Cotonou - Le président béninois Thomas Boni Yayi a annoncé accorder son pardon à l’homme d’affaire Patrice Talon, accusé d’avoir fomenté un complot en 2012 pour l’éliminer et d’avoir préparé un coup d’Etat en février 2013, et à tous ses complices présumés.
Cette annonce marque la fin d’une longue saga judiciaire, qui avait débuté en octobre 2012 avec la rocambolesque affaire de tentative d’empoisonnement du chef de l’Etat, impliquant notamment la propre nièce et collaboratrice de M. Boni Yayi et son médecin personnel.

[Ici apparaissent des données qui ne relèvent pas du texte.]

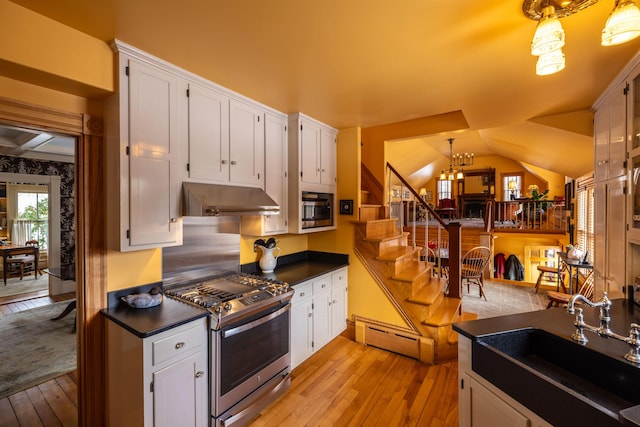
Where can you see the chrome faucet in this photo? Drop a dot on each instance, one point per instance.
(633, 355)
(605, 312)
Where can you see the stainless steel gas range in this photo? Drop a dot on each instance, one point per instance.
(249, 322)
(249, 342)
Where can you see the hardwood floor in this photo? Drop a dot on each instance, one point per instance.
(343, 384)
(350, 384)
(53, 403)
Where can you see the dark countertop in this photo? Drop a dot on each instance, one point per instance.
(560, 323)
(145, 322)
(302, 266)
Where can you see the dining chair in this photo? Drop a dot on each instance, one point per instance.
(472, 267)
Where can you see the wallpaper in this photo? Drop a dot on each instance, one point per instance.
(65, 171)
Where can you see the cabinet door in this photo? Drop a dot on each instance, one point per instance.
(483, 408)
(610, 136)
(153, 155)
(338, 310)
(327, 157)
(321, 311)
(301, 331)
(276, 163)
(310, 152)
(208, 134)
(246, 144)
(178, 393)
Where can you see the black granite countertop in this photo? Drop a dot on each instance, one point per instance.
(560, 323)
(145, 322)
(301, 266)
(293, 269)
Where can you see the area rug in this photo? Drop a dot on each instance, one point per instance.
(34, 349)
(15, 286)
(502, 299)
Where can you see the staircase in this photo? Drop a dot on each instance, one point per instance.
(411, 285)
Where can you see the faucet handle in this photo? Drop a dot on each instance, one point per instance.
(633, 355)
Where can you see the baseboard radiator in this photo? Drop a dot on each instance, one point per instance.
(389, 338)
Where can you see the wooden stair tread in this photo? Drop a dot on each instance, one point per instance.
(446, 314)
(415, 270)
(398, 253)
(429, 294)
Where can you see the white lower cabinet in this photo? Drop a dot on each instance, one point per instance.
(160, 380)
(480, 403)
(318, 314)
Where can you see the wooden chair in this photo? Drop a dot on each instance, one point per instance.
(22, 264)
(552, 274)
(558, 299)
(472, 267)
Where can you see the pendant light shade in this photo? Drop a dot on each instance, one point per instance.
(622, 25)
(549, 35)
(550, 63)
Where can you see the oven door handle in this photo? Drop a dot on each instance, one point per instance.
(255, 323)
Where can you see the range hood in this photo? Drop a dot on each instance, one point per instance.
(225, 200)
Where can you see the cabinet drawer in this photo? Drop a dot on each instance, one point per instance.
(339, 278)
(302, 292)
(174, 345)
(322, 285)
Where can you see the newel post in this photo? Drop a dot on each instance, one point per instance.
(455, 247)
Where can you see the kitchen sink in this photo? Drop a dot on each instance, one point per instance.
(562, 381)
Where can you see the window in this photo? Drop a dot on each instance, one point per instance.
(585, 213)
(511, 187)
(444, 189)
(33, 215)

"Ce pardon s’adresse à messieurs Patrice Talon, Boco Olivier et à tous les détenus impliqués dans les dossiers d’association de malfaiteurs et de tentative d’assassinat par empoisonnement du Président de la République d’une part, et d’attentat à la sûreté de l’Etat, d’autre part" a déclaré M. Boni Yayi mercredi soir lors d’une intervention à la télévision béninoise.
M. Boni Yayi a par conséquent demandé au système judiciaire béninois "de rendre la liberté à tous les détenus et garantir à tous la liberté de circulation aussi bien dans notre pays que dans le reste du monde".

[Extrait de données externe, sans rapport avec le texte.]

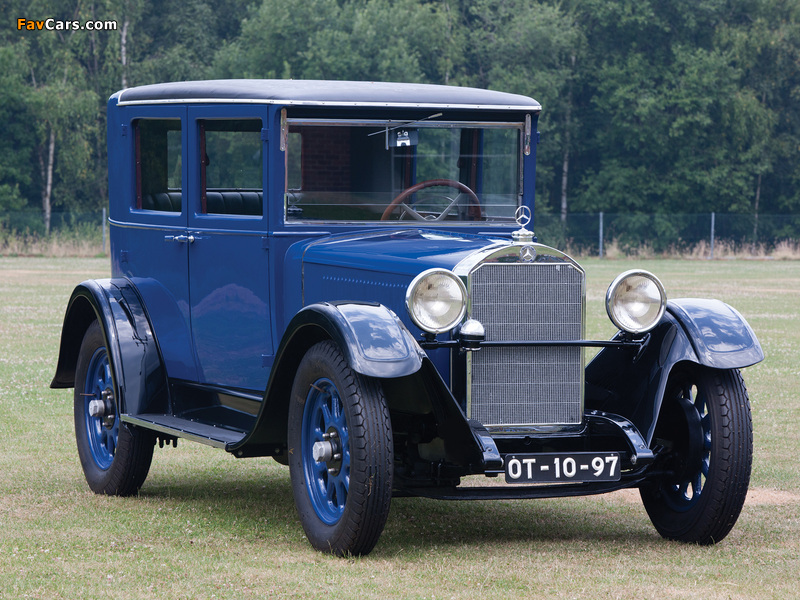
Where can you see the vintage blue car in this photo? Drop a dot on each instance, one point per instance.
(340, 275)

Dans son intervention télévisée, M. Boni Yayi a dit avoir pris cette décision suite à une médiation menée par l’ancien président sénégalais Abdou Diouf, à l’initiative du président français François Hollande, à l’issue de laquelle M. Talon a exprimé "ses regrets".

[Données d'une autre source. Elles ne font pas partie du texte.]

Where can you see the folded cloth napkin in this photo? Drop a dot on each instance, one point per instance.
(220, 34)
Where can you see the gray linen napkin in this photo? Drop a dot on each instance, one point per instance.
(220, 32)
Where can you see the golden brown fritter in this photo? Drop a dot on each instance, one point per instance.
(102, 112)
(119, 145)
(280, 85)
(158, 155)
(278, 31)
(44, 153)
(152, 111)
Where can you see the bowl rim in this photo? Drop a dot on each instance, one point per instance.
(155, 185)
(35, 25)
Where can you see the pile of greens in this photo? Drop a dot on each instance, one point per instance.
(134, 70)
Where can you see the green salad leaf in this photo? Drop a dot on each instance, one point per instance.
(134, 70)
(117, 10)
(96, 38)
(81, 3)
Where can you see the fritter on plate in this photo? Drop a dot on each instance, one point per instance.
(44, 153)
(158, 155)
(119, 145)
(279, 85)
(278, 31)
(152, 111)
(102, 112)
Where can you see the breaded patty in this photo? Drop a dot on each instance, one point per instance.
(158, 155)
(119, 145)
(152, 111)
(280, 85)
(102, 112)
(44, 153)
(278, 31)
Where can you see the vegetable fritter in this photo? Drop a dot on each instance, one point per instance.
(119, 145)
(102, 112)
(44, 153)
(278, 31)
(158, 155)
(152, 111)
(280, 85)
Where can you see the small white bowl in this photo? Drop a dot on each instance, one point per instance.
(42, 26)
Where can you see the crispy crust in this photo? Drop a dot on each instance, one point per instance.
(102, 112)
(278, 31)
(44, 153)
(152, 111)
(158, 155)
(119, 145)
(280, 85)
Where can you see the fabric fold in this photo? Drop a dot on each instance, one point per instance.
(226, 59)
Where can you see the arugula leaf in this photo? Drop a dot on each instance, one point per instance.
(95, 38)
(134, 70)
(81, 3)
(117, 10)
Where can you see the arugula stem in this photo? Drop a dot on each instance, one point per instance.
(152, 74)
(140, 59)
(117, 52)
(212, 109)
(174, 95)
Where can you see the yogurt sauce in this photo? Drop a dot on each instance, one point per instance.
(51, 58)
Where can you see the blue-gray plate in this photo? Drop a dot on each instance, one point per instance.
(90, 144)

Longtemps proche de M. Boni Yayi, dont il a financé les deux dernières campagnes présidentielles, incontournable dans les secteurs clés du coton et du port de Cotonou, Patrice Talon, un Béninois de 55 ans, avait été accusé d’être le cerveau d’une tentative d’empoisonnement du président, et d’être impliqué dans une d’attentat à la sûreté de l’Etat en février 2013.
A l’époque, il était déjà poursuivi au Bénin dans plusieurs affaires de malversations et avait fui le pays.
Pour les uns, l’affaire Talon est une machination visant à écarter un allié devenu trop dangereux pour le pouvoir. Pour les autres, c’est un coup monté par un puissant homme d’affaires pour se venger d’un chef d’Etat qui a décidé de lutter contre la corruption et l’enrichissement illicite.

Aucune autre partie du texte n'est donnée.